I will try to make it "slightly" more theorical, without going too deep in the documentations and so on.

The main answer to your question can be found by transpiling your code to plain javascript. To accomplish that, you can either use babel online or the typescript online playground. Either case, the transpiled code will look like this:

"use strict";
var sum = /** @class */ (function () {
    function sum() {
    }
    sum.prototype.add = function (x, amt) {
        if (amt == 0)
            return x;
        return add(x + 1, amt - 1);
    };
    return sum;
}());
var summer = new sum();
console.log(summer.add(5, 5));

As you can see, the add method belongs to the sum prototype, which is a function. Therefore, you can guess that accessing add whithin the add scope just can't implicitly lead to invoking the sum.prototype.add function.

Differently, if you look at the correct code:

class sum {
  add(x, amt) {
    if(amt == 0) return x
    return this.add(x+1, amt-1)
  }
}
var summer = new sum()
console.log(summer.add(5,5))

You will see that the transpiled code will invoke the this method:

"use strict";
var sum = /** @class */ (function () {
    function sum() {
    }
    sum.prototype.add = function (x, amt) {
        if (amt == 0)
            return x;
        return this.add(x + 1, amt - 1);
    };
    return sum;
}());
var summer = new sum();
console.log(summer.add(5, 5));

This is not really matter of being ambiguous, it's rather that, in javascript, such kind of invocation is allowed, because the add method is implicitly available from the global scope. Being able to access the global scope in your function scope (because remember that, whatever happens, a class in javascript is always transpiled to a function) allows to inherit the standard behavior of a function, which is having access to its parent, having its own scope and granting access to the global scope.

A little curiosity: if you actually could access this.add using add, you wouldn't be able to use undefined, since it's a global variable, hence you wouldn't be able to access it and use it, because it would implicitly be this.undefined.

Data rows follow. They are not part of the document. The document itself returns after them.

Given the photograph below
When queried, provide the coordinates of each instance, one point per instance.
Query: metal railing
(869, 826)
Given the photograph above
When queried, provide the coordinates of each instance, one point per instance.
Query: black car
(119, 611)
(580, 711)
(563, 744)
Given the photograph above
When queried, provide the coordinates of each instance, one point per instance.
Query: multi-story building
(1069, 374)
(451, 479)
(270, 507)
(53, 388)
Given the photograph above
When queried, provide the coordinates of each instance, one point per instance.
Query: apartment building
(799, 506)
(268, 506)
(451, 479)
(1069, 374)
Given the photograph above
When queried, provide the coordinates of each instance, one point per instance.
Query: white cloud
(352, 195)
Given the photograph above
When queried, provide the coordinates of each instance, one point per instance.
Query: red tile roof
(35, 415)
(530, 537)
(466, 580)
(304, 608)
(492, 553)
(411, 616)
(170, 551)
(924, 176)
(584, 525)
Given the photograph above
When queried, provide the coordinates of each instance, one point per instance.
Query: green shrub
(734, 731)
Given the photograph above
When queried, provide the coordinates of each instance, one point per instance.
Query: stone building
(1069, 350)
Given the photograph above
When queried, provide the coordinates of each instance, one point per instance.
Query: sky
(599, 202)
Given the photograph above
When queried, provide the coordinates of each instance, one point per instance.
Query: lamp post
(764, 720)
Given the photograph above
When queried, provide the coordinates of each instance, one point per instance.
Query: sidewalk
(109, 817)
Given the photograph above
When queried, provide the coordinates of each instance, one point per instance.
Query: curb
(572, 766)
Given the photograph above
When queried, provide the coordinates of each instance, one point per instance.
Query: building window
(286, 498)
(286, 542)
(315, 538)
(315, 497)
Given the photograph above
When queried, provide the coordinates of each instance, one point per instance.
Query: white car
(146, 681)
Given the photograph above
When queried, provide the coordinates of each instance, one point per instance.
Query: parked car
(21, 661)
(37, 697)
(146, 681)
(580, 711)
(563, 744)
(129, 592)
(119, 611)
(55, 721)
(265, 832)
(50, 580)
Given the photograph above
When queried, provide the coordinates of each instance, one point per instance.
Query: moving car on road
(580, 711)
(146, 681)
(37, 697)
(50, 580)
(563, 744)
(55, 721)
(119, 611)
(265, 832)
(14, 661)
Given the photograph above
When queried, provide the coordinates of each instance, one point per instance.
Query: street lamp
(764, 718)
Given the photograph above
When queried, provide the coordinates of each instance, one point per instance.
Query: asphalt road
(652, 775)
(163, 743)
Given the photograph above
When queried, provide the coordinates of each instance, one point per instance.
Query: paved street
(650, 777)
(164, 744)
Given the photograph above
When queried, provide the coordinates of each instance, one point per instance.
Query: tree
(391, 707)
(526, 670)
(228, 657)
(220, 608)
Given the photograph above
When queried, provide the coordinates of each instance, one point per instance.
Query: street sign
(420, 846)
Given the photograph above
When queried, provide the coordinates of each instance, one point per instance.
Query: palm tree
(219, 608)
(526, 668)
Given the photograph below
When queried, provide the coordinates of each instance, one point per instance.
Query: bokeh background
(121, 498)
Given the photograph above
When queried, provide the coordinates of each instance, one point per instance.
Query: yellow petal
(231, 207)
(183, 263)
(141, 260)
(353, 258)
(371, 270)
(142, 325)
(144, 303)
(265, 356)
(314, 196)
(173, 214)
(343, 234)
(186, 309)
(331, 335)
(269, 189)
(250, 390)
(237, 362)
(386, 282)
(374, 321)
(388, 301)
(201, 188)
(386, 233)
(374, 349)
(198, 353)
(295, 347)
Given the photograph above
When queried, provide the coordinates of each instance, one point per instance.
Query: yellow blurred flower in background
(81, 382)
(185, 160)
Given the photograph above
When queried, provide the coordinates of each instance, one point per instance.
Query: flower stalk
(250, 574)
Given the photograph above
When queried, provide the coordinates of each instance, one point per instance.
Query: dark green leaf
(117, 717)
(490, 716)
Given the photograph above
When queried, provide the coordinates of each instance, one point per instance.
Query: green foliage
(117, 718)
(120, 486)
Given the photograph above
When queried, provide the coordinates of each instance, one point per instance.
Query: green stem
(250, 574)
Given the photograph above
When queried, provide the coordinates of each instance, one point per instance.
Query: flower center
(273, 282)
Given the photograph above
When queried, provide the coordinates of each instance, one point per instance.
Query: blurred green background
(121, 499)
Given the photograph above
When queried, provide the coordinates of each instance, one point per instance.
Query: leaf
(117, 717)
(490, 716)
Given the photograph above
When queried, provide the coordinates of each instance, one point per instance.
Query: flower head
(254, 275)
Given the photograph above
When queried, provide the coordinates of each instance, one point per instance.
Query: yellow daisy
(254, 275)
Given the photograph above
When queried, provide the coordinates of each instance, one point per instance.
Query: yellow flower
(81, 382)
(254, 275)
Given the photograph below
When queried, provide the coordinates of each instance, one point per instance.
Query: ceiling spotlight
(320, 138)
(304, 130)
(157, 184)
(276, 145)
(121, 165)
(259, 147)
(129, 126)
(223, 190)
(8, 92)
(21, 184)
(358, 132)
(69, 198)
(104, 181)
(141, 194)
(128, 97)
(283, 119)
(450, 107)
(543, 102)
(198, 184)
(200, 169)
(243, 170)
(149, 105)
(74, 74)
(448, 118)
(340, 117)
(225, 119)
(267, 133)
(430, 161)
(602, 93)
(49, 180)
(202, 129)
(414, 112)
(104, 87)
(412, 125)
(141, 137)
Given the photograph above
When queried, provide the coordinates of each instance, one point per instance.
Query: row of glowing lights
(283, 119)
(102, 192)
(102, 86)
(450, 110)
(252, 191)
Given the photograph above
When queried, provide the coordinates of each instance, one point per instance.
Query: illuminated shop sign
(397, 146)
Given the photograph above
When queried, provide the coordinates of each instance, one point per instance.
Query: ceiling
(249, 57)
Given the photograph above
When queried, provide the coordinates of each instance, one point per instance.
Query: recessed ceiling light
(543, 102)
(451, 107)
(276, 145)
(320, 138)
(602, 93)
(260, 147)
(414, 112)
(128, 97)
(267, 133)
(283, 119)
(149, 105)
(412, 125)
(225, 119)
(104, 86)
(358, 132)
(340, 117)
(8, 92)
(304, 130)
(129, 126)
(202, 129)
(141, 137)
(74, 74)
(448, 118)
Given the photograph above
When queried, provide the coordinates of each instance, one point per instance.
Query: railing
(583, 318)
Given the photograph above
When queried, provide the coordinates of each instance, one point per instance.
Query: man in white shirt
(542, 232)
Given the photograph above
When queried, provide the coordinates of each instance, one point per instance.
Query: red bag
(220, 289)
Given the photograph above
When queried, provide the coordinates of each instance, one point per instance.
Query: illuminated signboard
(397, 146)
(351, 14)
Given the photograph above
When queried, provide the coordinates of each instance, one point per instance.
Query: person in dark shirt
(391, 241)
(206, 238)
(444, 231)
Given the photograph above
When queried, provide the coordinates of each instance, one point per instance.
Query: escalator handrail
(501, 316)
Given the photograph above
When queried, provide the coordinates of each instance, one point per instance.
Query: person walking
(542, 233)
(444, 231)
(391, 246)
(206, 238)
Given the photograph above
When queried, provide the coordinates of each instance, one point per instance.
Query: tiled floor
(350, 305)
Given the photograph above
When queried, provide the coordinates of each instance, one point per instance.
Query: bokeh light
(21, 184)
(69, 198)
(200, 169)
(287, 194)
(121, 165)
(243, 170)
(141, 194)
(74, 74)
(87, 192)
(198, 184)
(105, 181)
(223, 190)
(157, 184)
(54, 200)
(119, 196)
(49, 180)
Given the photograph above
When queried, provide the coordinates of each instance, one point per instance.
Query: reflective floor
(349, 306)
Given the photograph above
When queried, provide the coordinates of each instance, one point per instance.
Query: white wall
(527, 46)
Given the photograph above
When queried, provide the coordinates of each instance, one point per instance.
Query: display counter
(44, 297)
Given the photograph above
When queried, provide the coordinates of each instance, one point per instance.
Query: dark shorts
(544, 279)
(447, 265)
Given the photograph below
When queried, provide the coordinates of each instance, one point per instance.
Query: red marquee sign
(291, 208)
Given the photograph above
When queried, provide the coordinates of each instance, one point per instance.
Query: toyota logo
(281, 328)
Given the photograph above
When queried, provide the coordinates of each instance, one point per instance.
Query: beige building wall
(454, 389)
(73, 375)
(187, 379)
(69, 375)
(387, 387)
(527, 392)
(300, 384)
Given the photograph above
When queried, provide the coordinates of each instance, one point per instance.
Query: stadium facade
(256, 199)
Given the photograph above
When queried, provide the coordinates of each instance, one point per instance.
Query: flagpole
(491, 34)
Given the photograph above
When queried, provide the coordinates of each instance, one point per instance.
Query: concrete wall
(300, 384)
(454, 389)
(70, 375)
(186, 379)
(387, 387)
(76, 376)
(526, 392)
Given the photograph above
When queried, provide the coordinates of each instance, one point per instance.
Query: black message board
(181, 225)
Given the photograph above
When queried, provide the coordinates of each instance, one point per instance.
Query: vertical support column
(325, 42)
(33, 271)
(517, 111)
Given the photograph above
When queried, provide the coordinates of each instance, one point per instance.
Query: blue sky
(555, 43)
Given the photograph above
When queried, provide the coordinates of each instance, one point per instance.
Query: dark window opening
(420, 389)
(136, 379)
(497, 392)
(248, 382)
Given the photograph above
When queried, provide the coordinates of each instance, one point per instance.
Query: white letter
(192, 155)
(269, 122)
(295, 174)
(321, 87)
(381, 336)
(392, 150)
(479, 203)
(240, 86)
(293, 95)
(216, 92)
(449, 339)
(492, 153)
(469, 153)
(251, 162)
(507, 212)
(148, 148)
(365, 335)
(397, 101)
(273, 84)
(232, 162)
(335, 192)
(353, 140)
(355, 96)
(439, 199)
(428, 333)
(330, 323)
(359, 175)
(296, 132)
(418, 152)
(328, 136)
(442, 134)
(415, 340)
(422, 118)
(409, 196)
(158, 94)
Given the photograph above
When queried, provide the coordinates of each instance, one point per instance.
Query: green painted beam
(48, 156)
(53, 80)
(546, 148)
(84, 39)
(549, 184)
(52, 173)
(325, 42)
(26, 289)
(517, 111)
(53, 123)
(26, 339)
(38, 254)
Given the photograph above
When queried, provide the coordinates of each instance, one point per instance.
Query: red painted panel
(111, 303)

So, once again, it's not about ambiguity, it's about how javascript functions works.

Answer 2

Fundamentally OOP in Javascript is very different to java and other languages. There's not actually a strong concept of "classes". The classic OOP concepts like classes and instances in Javascript don't really come from "classes", but from the rules surrounding property lookups and the this and new keywords. Everything else is just functions, objects and properties—some of which are "special", like prototype.

E.g. you can assemble a "class" like this:

function Foo() {
    this.bar = 42;
}

function baz() {
    return this.bar;
}

Foo.prototype.baz = baz;

let foo = new Foo;
console.log(foo.baz());

There's no real cohesion here, baz doesn't intrinsically belong to any class, yet assembled like this they act like one. And the class syntax is just a thin veneer over this mechanism. So, if you write add inside a function, it follows variable scoping rules and will look up a variable in some surrounding scope, it's not going to find a method on a prototype.

Answer 3

I was in the middle of illustrating this shortcoming when @briosheje made the comment:

function add() {
   console.log('called the wrong add!');
}

class sum {
  add(x, amt) {
    if(amt == 0) return x
    return add(x+1, amt-1)
  }
}
summer = new sum()
console.log(summer.add(5,5))